The library now closes its main location on Sundays, and city offices are
open only four days a week. This holiday season, the city didn’t put up
festive lights along the downtown streets.
Mesa’s
tax receipts, depressed by the recession, will likely come back one of these
days. But Mayor Scott Smith doesn’t believe city services will return
to prerecession levels for a long time, if ever. “We are redefining
what cities are going to be,” says Mr. Smith, a Republican who ran a
homebuilding company before his election last year.
Months
after many economists declared the recession over, cities are only now
beginning to feel the full brunt of it. Recessions often take longer to
trickle down to local government, in part because it takes time for the sales
and property-tax revenues on which municipalities depend to catch up with a
depressed economy.
But
the sting this time around is expected to be far more acute and long-lasting
than in previous recessions. Projected deficits are especially deep in some
places and tax revenues could be pinched for years as consumers turn thrifty
and real-estate prices remain diminished. That means the relatively painless
measures such as borrowing, deferred payments to pension plans and scattered
layoffs that have been used during past episodes of fiscal strain are
unlikely to be effective in some cities.
In
the decade through 2008, municipal tax revenues grew at a rate of 6.5% a
year, faster than the overall economy’s 5.1%, unadjusted for inflation.

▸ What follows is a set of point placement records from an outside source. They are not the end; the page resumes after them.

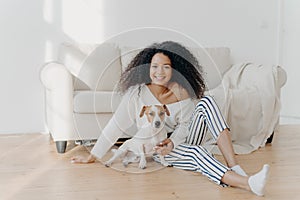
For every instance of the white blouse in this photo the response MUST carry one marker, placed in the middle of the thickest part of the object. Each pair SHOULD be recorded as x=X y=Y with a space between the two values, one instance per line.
x=127 y=114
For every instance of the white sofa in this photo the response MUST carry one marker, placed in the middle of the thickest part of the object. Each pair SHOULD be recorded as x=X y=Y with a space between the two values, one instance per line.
x=79 y=87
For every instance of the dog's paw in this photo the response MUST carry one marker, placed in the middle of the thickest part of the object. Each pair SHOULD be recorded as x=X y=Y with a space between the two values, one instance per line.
x=143 y=165
x=165 y=163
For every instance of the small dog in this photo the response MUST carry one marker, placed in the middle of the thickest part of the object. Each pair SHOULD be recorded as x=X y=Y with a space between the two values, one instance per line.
x=142 y=144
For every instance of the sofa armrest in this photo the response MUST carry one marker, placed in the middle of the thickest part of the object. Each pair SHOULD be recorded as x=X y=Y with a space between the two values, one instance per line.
x=55 y=76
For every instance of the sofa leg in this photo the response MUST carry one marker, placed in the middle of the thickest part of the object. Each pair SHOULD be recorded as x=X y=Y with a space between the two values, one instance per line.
x=61 y=146
x=270 y=139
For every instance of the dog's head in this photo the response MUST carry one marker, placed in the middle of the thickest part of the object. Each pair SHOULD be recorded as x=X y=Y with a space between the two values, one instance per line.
x=155 y=114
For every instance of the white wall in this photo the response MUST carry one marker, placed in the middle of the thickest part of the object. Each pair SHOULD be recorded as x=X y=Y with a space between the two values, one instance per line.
x=33 y=29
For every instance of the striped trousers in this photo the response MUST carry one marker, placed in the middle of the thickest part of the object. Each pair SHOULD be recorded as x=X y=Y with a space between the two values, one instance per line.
x=191 y=155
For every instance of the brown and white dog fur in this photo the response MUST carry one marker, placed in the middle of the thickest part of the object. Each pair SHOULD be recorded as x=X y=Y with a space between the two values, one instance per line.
x=142 y=144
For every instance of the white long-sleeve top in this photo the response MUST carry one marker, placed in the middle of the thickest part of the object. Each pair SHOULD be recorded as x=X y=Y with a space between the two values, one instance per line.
x=128 y=113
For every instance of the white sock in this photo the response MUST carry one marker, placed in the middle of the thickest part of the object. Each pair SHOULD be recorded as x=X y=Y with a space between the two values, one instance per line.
x=257 y=182
x=237 y=169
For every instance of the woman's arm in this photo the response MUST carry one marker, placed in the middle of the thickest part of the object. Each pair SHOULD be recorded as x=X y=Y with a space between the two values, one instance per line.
x=181 y=131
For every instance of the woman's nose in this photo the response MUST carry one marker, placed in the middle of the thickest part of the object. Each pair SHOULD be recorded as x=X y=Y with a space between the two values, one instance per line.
x=160 y=69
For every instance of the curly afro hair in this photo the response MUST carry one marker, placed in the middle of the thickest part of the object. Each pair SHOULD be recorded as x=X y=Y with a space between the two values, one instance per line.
x=186 y=69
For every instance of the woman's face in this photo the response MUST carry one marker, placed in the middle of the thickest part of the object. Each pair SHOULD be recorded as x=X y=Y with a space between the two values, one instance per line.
x=160 y=69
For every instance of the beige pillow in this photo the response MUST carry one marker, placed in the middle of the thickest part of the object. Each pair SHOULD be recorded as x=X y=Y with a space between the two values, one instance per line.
x=215 y=62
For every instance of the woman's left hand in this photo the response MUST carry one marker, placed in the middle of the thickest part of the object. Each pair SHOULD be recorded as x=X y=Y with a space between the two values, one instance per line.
x=165 y=147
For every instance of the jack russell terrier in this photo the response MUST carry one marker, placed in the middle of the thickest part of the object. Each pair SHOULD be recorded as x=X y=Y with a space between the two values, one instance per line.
x=142 y=144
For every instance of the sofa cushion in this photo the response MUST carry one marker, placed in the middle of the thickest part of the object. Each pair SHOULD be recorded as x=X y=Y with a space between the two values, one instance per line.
x=101 y=70
x=95 y=102
x=215 y=62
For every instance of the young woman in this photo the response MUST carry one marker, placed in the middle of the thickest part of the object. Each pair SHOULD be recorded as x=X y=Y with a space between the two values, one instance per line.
x=167 y=73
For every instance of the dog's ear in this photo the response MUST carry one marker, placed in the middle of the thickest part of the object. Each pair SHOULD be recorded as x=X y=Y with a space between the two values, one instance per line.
x=166 y=109
x=142 y=111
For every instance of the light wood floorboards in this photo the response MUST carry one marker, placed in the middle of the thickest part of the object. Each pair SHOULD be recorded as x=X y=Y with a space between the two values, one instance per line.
x=31 y=169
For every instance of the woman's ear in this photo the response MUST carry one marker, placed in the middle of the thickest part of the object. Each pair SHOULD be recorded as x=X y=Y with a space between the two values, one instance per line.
x=166 y=110
x=143 y=111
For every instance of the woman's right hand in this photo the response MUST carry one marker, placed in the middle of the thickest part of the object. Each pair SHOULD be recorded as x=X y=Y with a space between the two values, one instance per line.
x=83 y=160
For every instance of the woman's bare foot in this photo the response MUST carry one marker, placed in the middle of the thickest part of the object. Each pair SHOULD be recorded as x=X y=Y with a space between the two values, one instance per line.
x=83 y=160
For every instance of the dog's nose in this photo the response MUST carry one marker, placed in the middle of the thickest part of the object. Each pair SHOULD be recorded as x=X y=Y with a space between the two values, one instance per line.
x=157 y=124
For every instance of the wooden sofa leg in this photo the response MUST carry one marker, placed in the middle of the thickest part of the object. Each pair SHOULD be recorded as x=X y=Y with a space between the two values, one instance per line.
x=61 y=146
x=270 y=139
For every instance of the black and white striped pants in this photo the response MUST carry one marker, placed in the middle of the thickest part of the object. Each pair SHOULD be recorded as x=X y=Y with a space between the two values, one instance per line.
x=191 y=155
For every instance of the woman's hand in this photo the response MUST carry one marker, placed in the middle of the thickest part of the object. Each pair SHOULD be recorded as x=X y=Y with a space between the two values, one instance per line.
x=83 y=160
x=165 y=147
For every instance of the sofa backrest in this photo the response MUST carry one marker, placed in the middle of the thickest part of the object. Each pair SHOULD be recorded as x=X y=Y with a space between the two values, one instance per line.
x=98 y=67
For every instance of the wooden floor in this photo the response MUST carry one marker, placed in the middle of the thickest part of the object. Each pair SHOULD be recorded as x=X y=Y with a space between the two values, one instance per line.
x=31 y=169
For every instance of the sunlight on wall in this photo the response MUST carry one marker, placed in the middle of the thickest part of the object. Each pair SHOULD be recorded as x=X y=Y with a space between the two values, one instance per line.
x=82 y=21
x=49 y=54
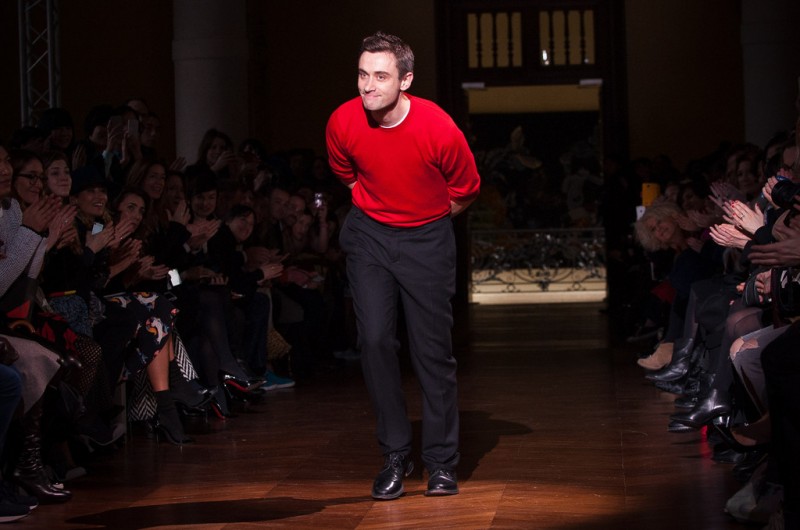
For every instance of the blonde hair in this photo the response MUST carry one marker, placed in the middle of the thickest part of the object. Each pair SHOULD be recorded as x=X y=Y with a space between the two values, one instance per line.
x=660 y=211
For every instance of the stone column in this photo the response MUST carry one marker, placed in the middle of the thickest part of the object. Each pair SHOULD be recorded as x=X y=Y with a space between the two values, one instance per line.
x=771 y=66
x=209 y=52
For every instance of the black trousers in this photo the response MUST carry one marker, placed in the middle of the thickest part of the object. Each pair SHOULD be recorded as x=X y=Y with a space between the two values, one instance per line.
x=781 y=362
x=417 y=267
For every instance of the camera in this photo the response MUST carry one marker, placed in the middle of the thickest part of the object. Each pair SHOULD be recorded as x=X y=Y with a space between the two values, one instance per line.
x=174 y=278
x=784 y=192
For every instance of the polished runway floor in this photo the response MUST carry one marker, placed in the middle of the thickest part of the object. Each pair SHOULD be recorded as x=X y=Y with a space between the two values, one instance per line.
x=559 y=431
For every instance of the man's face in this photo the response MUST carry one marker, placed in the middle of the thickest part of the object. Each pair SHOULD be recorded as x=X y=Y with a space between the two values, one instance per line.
x=379 y=81
x=204 y=204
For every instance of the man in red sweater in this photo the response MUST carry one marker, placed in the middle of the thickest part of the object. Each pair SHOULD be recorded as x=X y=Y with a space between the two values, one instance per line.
x=410 y=170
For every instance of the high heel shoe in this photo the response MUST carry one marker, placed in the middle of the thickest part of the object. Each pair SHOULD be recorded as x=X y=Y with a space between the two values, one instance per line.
x=191 y=395
x=659 y=358
x=683 y=358
x=241 y=385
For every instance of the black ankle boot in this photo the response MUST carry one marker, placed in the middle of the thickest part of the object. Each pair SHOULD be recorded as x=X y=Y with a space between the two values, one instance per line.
x=188 y=393
x=715 y=404
x=30 y=473
x=168 y=423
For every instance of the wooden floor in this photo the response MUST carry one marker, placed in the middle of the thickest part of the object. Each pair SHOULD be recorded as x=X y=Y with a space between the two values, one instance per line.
x=559 y=431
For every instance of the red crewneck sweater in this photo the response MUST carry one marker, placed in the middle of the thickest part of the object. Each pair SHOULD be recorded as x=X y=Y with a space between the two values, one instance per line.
x=405 y=176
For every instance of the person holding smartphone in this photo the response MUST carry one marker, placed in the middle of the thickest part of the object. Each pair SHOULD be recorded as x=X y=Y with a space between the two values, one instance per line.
x=410 y=170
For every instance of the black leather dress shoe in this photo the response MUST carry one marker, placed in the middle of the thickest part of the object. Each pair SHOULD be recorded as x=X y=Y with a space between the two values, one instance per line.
x=715 y=404
x=686 y=402
x=389 y=482
x=675 y=427
x=442 y=482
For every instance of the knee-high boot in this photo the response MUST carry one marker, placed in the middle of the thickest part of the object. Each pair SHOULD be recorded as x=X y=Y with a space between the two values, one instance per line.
x=30 y=473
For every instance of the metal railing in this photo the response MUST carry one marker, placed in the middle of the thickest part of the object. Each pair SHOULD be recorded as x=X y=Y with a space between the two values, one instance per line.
x=529 y=261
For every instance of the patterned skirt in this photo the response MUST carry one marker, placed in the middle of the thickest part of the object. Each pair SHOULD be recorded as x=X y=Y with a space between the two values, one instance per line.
x=155 y=316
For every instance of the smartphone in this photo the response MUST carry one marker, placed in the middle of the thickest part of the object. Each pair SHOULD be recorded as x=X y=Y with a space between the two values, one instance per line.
x=174 y=278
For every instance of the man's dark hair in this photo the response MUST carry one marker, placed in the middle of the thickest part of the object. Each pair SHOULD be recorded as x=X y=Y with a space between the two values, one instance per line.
x=382 y=42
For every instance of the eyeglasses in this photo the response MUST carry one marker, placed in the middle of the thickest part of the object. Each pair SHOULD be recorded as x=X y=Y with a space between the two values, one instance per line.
x=33 y=177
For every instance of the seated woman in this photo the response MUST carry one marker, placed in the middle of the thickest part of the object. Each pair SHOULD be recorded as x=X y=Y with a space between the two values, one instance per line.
x=226 y=256
x=665 y=226
x=20 y=259
x=142 y=319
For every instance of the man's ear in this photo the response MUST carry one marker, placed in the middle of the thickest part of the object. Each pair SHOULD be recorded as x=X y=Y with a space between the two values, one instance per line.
x=406 y=81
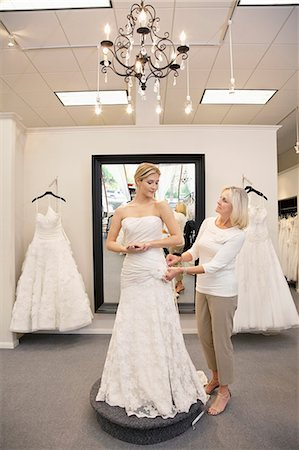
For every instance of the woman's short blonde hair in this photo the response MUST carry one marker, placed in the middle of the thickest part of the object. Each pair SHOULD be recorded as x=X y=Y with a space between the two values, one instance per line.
x=144 y=170
x=181 y=207
x=239 y=200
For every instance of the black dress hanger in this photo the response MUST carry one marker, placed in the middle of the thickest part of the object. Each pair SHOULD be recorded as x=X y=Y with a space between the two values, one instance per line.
x=251 y=189
x=48 y=193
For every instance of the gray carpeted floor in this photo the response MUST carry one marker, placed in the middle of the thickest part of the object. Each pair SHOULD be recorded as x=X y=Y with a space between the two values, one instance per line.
x=45 y=385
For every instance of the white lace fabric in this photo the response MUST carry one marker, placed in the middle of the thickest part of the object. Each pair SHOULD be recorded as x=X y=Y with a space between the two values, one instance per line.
x=264 y=299
x=148 y=370
x=50 y=292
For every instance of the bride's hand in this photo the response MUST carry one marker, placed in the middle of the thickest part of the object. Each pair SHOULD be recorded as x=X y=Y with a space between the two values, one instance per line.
x=170 y=273
x=137 y=247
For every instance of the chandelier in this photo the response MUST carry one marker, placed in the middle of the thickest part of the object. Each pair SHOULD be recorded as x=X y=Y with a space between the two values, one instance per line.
x=156 y=58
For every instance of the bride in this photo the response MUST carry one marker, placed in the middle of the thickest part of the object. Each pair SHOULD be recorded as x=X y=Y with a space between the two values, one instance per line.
x=148 y=370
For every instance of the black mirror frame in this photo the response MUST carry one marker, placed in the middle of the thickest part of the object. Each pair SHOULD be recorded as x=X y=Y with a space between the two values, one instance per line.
x=97 y=162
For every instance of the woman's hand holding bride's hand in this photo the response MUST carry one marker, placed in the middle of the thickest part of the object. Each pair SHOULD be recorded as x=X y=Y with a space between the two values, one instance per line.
x=137 y=247
x=171 y=260
x=170 y=274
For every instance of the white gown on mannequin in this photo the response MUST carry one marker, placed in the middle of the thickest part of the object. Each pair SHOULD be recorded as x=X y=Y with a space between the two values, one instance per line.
x=264 y=299
x=148 y=370
x=50 y=292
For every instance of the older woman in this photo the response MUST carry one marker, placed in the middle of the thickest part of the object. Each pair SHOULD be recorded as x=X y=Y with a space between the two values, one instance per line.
x=218 y=242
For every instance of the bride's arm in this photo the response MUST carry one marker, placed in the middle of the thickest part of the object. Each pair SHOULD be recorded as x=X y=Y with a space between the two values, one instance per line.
x=111 y=243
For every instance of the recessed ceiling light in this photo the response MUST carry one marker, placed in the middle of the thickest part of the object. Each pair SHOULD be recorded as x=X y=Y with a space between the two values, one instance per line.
x=29 y=5
x=87 y=98
x=267 y=3
x=237 y=97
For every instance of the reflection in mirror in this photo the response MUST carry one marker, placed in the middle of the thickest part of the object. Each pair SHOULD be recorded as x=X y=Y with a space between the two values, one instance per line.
x=181 y=182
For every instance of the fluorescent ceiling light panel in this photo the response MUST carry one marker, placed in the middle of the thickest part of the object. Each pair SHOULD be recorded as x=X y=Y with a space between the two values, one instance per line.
x=29 y=5
x=87 y=98
x=238 y=97
x=266 y=2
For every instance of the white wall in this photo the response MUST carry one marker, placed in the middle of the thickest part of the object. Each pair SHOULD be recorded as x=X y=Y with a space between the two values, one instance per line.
x=12 y=138
x=288 y=183
x=230 y=151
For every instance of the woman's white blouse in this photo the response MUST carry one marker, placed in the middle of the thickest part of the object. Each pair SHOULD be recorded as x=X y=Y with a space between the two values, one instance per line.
x=217 y=249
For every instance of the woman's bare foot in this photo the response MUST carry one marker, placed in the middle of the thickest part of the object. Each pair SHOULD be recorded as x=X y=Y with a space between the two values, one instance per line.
x=179 y=287
x=220 y=403
x=211 y=386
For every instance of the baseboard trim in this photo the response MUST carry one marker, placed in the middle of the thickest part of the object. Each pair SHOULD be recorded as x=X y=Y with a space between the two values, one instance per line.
x=99 y=331
x=9 y=345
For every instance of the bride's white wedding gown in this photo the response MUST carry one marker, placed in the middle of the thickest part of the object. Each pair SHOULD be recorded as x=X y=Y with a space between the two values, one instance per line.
x=148 y=370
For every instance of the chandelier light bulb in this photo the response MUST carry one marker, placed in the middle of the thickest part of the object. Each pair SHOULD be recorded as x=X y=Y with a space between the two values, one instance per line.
x=142 y=18
x=158 y=109
x=138 y=66
x=107 y=31
x=129 y=109
x=11 y=41
x=98 y=106
x=188 y=106
x=98 y=109
x=183 y=38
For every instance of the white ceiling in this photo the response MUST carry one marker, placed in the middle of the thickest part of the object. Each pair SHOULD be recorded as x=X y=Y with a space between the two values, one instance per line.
x=57 y=51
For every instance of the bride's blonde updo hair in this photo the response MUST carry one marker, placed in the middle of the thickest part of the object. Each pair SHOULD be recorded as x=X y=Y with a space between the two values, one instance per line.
x=144 y=170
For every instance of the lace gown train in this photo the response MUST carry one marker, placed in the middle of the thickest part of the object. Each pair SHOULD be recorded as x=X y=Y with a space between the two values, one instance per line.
x=148 y=370
x=264 y=299
x=50 y=292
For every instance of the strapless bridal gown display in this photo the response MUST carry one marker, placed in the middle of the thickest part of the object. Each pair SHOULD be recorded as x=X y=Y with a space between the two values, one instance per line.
x=265 y=303
x=50 y=292
x=148 y=370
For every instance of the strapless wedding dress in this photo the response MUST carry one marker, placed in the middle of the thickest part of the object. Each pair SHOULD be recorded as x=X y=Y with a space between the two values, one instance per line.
x=50 y=292
x=148 y=370
x=265 y=303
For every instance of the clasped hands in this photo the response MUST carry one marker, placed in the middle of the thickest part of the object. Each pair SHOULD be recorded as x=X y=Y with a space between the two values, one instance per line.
x=138 y=247
x=172 y=272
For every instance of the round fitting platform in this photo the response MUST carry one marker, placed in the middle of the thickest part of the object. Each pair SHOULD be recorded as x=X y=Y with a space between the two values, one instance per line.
x=143 y=431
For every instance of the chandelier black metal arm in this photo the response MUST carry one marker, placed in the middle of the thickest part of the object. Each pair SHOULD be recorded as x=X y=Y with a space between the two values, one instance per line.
x=157 y=62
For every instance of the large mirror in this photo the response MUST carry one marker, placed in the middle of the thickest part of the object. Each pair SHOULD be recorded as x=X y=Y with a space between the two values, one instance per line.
x=182 y=181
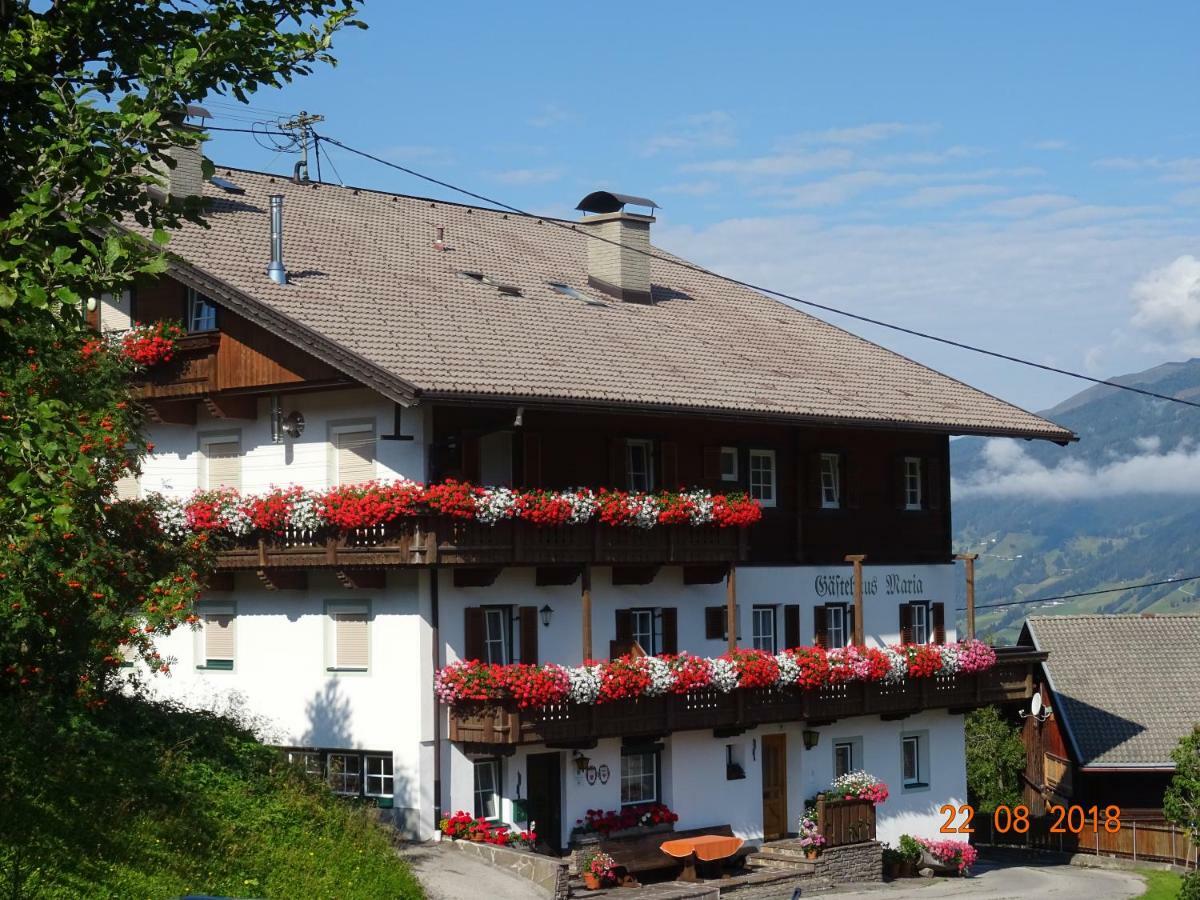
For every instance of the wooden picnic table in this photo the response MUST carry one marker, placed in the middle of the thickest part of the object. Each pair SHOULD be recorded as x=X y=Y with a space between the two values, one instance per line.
x=703 y=847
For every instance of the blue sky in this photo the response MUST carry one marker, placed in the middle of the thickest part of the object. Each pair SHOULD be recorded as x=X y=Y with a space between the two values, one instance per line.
x=1021 y=175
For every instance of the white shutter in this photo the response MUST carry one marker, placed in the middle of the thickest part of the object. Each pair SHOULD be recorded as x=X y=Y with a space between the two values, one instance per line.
x=351 y=636
x=223 y=465
x=219 y=636
x=354 y=456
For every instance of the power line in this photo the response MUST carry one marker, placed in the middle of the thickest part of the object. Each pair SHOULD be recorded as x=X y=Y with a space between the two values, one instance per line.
x=760 y=288
x=1090 y=593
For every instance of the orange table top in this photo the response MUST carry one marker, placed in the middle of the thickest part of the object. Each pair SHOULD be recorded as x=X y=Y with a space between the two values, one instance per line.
x=707 y=847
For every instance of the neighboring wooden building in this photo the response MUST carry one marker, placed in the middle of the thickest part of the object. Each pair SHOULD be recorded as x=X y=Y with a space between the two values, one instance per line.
x=1122 y=691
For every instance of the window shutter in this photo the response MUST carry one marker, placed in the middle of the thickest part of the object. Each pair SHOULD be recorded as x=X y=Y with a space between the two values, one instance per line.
x=933 y=483
x=714 y=623
x=814 y=480
x=900 y=481
x=223 y=461
x=937 y=612
x=905 y=623
x=624 y=625
x=219 y=636
x=351 y=639
x=528 y=634
x=791 y=625
x=820 y=627
x=473 y=633
x=670 y=467
x=670 y=630
x=531 y=447
x=354 y=456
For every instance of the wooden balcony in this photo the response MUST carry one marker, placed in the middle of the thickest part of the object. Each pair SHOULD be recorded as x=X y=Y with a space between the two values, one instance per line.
x=1011 y=681
x=192 y=371
x=443 y=541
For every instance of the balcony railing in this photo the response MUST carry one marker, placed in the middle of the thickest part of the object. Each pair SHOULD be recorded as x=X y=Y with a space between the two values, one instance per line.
x=429 y=540
x=498 y=725
x=191 y=372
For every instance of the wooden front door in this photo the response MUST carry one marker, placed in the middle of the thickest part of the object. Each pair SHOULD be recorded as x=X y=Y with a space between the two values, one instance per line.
x=545 y=799
x=774 y=786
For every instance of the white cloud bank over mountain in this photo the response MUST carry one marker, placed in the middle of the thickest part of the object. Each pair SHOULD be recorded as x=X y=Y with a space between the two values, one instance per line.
x=1011 y=472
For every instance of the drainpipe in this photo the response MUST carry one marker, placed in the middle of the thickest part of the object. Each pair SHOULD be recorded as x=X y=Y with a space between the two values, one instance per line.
x=437 y=707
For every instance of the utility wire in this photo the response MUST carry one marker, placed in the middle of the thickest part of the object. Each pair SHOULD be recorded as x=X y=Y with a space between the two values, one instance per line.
x=1089 y=593
x=760 y=288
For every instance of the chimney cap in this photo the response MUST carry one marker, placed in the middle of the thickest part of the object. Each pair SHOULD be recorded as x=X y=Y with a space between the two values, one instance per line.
x=611 y=202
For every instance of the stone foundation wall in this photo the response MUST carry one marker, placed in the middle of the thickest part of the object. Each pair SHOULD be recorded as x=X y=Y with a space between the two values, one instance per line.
x=549 y=874
x=851 y=862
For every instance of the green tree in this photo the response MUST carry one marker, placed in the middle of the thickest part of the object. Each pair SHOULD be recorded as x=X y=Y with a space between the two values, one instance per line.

Those revenues have started to slip. A national tally isn’t yet
available, but state tax collections fell 11% across 44 states in the third
quarter of 2009, from the same period a year ago, according to a report by
the Nelson A. Rockefeller Institute of Government at the State University of
New York. In a recent survey by the National League of Cities, 88% of city
budget officers said they were less able to meet their financial needs than
they were a year ago.
The
specter of lean budgets for years ahead has some of the nation’s 89,000
local governments rethinking what services to provide and how to pay for
them. From Mesa to Philadelphia, this means some combination of higher taxes
and fewer services. In some places, it means more and higher fees for permits
and recreation programs. Museums, pools and the like are relying more on
income from fees charged to users and from nonprofit organizations, and less
on taxpayers.
These
cuts matter greatly to the economy at large. Local government spending
accounts for 8.8% of the nation’s total output, including everything
from employee salaries to snowplows. The sector employs one in nine workers
— 14.5 million in all, or about 8 million in education and 6.5 million
elsewhere. More Americans work for cities, counties and school boards than in
all of manufacturing.
More
likely to be union members, government workers tend to be better paid and
have greater job security than many of the taxpayers who pay their salaries.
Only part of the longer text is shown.